Today, bloggers discuss a study that examines the way the Internet shapes political discourse, the latest prospects for a Hillary Clinton presidential candidacy, and a tabloid scoop on the children of Chernobyl.
Bloggers say the darnedest things:In his 2002 book Republic.com, Cass Sunstein predicted that the Internet might ultimately fragment political discourse by allowing each participant to customize his diet of news and opinion and tune out information that was difficult to swallow. At Crooked Timber, academic Eszter Hargittai has unveiled some preliminary findings from a study designed to test Sunstein's thesis and explore the Internet's effect on "cross-ideological conversations."

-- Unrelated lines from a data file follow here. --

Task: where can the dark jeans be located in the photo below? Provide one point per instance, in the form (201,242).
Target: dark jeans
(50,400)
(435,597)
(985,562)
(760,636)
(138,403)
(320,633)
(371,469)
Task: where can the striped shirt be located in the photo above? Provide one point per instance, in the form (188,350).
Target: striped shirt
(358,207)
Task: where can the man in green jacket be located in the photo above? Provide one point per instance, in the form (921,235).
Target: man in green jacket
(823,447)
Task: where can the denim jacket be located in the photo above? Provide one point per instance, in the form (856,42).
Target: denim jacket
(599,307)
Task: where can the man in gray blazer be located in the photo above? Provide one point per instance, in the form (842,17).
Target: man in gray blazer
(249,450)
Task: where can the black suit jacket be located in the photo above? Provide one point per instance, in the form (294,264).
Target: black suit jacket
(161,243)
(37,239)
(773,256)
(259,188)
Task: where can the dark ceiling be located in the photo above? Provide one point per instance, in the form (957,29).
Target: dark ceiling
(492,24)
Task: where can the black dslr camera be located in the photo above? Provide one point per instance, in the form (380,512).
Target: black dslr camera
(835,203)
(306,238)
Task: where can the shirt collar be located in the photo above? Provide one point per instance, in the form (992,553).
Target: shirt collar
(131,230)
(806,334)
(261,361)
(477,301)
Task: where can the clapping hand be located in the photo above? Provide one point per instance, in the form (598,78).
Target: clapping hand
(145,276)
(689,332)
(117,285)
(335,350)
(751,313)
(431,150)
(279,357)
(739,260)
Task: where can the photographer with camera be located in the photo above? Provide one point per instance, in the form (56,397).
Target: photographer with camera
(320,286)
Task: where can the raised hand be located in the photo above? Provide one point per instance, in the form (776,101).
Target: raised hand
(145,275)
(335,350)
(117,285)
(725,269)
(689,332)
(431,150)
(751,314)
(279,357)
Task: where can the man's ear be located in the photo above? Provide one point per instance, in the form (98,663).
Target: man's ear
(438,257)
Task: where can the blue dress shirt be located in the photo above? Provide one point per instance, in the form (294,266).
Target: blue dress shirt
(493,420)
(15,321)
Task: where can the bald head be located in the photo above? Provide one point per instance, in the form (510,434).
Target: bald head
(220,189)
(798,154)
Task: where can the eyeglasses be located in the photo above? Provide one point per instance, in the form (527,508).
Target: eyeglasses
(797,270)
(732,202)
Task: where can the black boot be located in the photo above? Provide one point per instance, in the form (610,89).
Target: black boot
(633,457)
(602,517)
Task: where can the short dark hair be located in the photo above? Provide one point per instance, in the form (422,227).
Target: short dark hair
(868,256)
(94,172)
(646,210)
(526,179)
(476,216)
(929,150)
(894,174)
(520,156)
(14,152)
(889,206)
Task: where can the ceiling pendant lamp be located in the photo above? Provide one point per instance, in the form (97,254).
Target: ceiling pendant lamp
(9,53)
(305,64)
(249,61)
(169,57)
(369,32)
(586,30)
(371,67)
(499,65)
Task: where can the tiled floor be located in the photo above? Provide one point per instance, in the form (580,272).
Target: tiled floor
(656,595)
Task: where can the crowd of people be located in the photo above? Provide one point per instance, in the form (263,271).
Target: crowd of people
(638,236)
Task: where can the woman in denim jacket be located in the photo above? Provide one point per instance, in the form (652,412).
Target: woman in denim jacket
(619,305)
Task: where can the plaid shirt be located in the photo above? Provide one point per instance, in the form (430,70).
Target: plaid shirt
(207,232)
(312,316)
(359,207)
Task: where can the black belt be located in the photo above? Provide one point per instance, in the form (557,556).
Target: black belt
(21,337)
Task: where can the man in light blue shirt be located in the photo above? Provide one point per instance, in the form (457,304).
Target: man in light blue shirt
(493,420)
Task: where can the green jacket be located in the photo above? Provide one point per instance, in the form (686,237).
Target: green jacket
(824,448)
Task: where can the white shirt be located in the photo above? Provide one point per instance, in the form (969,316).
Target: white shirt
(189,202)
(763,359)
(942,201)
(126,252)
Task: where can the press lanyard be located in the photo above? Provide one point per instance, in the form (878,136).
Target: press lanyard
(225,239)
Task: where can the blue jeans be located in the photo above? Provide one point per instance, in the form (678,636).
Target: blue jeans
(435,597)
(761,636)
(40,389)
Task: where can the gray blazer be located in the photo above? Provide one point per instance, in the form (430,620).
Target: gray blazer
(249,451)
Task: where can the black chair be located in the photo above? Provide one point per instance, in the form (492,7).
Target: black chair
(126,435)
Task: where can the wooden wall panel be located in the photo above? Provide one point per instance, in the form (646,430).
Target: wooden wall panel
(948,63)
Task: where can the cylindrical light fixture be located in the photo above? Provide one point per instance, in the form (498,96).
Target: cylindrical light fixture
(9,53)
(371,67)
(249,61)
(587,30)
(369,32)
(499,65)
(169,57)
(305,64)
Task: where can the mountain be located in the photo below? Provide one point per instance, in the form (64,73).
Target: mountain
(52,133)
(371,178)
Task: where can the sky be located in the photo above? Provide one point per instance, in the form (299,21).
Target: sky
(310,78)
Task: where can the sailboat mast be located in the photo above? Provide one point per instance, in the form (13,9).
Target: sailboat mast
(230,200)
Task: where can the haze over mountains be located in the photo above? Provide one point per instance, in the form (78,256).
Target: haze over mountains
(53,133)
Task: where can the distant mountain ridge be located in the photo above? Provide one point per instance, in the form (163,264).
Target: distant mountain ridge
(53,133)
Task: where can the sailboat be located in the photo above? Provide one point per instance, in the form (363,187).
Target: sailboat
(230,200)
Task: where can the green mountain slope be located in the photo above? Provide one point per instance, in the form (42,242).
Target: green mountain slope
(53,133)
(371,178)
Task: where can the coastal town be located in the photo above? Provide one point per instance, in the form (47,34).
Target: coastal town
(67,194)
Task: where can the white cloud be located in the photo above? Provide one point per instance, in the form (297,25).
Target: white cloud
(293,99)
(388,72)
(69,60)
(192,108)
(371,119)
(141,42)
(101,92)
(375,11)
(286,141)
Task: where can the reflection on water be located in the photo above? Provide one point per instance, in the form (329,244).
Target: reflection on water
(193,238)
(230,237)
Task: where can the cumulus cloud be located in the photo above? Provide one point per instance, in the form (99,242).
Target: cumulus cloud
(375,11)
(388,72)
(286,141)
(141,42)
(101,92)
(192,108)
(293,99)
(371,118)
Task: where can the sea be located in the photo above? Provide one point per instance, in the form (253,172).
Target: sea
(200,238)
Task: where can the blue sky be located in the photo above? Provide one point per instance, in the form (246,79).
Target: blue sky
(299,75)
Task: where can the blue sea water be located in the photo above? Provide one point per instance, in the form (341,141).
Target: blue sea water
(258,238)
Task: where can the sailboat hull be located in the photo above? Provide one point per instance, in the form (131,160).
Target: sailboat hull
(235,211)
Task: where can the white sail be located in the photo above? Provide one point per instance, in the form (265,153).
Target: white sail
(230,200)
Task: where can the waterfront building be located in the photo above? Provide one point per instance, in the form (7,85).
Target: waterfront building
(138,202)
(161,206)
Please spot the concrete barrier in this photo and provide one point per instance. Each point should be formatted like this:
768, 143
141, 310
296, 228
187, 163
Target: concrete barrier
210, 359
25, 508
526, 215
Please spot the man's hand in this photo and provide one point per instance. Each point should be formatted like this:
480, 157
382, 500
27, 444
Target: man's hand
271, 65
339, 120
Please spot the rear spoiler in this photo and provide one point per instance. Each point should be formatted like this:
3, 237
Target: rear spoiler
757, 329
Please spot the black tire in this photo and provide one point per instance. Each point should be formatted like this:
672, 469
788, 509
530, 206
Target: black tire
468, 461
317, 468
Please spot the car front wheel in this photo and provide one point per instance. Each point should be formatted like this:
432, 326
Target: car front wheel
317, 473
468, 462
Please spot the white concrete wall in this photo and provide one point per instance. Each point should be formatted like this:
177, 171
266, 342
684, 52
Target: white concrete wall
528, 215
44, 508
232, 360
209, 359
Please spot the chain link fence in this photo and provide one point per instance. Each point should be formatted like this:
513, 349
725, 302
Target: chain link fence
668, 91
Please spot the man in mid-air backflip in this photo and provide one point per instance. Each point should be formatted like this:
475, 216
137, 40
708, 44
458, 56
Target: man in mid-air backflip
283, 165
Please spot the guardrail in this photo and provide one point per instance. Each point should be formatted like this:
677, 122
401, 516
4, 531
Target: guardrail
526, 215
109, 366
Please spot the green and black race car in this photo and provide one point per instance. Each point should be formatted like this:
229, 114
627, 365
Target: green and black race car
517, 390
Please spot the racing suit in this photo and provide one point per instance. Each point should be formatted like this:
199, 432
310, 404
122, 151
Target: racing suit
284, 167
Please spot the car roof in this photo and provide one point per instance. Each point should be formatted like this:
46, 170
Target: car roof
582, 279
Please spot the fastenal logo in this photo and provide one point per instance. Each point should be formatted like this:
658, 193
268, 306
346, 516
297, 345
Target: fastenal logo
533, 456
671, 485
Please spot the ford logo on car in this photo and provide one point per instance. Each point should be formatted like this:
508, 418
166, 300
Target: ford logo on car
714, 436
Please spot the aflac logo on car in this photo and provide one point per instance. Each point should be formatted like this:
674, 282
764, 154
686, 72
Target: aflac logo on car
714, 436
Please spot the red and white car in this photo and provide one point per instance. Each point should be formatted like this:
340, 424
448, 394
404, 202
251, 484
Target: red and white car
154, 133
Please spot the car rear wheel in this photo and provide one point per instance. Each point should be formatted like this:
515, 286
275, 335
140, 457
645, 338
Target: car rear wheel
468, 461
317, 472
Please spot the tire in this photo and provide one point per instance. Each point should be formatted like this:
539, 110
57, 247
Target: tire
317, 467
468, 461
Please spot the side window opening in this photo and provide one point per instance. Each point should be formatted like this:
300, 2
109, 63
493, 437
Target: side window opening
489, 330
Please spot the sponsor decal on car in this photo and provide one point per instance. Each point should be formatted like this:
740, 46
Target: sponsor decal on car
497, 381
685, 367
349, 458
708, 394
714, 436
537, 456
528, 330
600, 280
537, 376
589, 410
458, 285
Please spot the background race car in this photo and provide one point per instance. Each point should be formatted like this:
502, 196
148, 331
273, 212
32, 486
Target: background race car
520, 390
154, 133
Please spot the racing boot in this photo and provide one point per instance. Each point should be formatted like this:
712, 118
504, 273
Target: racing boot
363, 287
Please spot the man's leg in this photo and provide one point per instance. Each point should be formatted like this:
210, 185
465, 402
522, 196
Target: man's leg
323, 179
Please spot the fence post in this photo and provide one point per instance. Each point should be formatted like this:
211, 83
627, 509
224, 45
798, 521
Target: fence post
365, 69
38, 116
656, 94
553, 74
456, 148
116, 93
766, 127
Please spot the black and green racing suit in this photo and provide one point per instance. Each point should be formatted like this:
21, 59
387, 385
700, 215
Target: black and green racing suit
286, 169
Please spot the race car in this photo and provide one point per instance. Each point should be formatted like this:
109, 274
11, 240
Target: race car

Hargittai and two colleagues examined 41 leading blogs, classified as conservative (20) or liberal (21), and mapped the links that appeared on those blogs during three one-week periods over the past year. "Certainly both conservative and liberal bloggers are more likely to link to those who share their political orientation," Hargitti finds, but the results also show considerable cross-ideological linking and no evidence of accelerating fragmentation.
University of Chicago political scientist Daniel Drezner praises the study and highlights the authors' classification of roughly half the "cross-ideological" links as "strawman arguments"—setting up the sucker only to knock him down. Plenty of others agree linking is an imperfect indicator. "I might link to something to be snarky about it, to make jokes about it to my own peeps, but this is not the same as dialogue. I think focusing on comments would be more meaningful," suggests a reader in Crooked Timber's comments. "That is, how often do liberals comment on conservative blogs, and vice-versa?" Other readers criticize the study's simple liberal/conservative dichotomy for failing to adequately represent the political diversity of even the most popular blogs.
At The Decembrist, Mark Schmitt "was pleasantly surprised" to see his own blog included in the study, until he took a look at results that showed him to be the most estranged of all his liberal colleagues. Inspired, he pledges not to be such an outlier in the future.
Read more blog posts about the study here.
Don't stop thinkin' about tomorrow: A new CNN/USA Today/Gallup poll has renewed premature frenzy—on both sides of the aisle—about a possible Hillary Clinton presidential candidacy. A majority of respondents to yesterday's poll said they were either "very likely" or "somewhat likely" to cast a vote for the New York senator in 2008. More than half had a favorable view of Clinton, while 39 percent reported an unfavorable view. CNN suggests the poll sends "mixed messages" to the divisive politician.
"I'm not sure what's mixed about the message," writes ManDrake at personal blog Daffodil Lane. "Without any campaigning at all Hillary has increased her popularity nationwide for a Presidential bid." At SAMerican revolution, cautious liberal Sam E. Lucas agrees. "Of course it is WAY too early for us to feel confident in these numbers … but I don't mind saying I got a little giddy when I saw this. Just the thought that it is possible gives me goosebumps," he writes. "She is historically a polarizing figure, to be sure, but if she wins re-election to the Senate by a significant margin in 2006, continues to earn the respect of her Senate colleagues, and works to be a leader in the party while building bridges with moderates who once viewed her with disdain, then she will be in a good spot when primary season begins in two years."
"Curb your enthusiasm," advises conservative lawyer John Hinderaker at Power Line, criticizing the methodology of the poll. "The fact that 53% of poll respondents will, in the abstract, seriously consider voting for any given Democratic candidate for President is hardly surprising, especially when the poll is taken over a weekend, and is not, I suspect, a survey of likely voters," he writes. "On the whole, this isn't an especially impressive poll performance. I think it's true that some voters have forgotten why they ultimately found Mrs. Clinton so annoying. But if she runs in '08, they may be reminded." At Transterrestrial Musings,Rand Simberg agrees, speculating that a Clinton candidacy couldn't survive the inevitable blogging onslaught.
Read more about Hillary's chances in 2008.
Scams of the nuclear age: "The Chernobyl nuclear disaster has spawned a generation of 'mutant' super-brainy children," reports Britain's gossipy Sun. According to a Russian professor, children who have grown up in areas affected by radiation from the 1986 meltdown "have a higher IQ and faster reaction times."
"Maybe those hundreds of SF stories I read back in the '50s weren't so far off the mark, after all," writes Texan and novelist Bill Crider, who joins most bloggers in being charmed but not convinced. At science and technology superblog Boing Boing, Ben Garvey provides some visual (and somewhat gruesome) counterevidence, while Cory Doctorow adds: "To be clear -- the interesting thing about this story isn't the possibility that it's true. It clearly isn't. It's that there are doctors participating in a Big Lie regarding the ongoing tragedy of Chernobyl."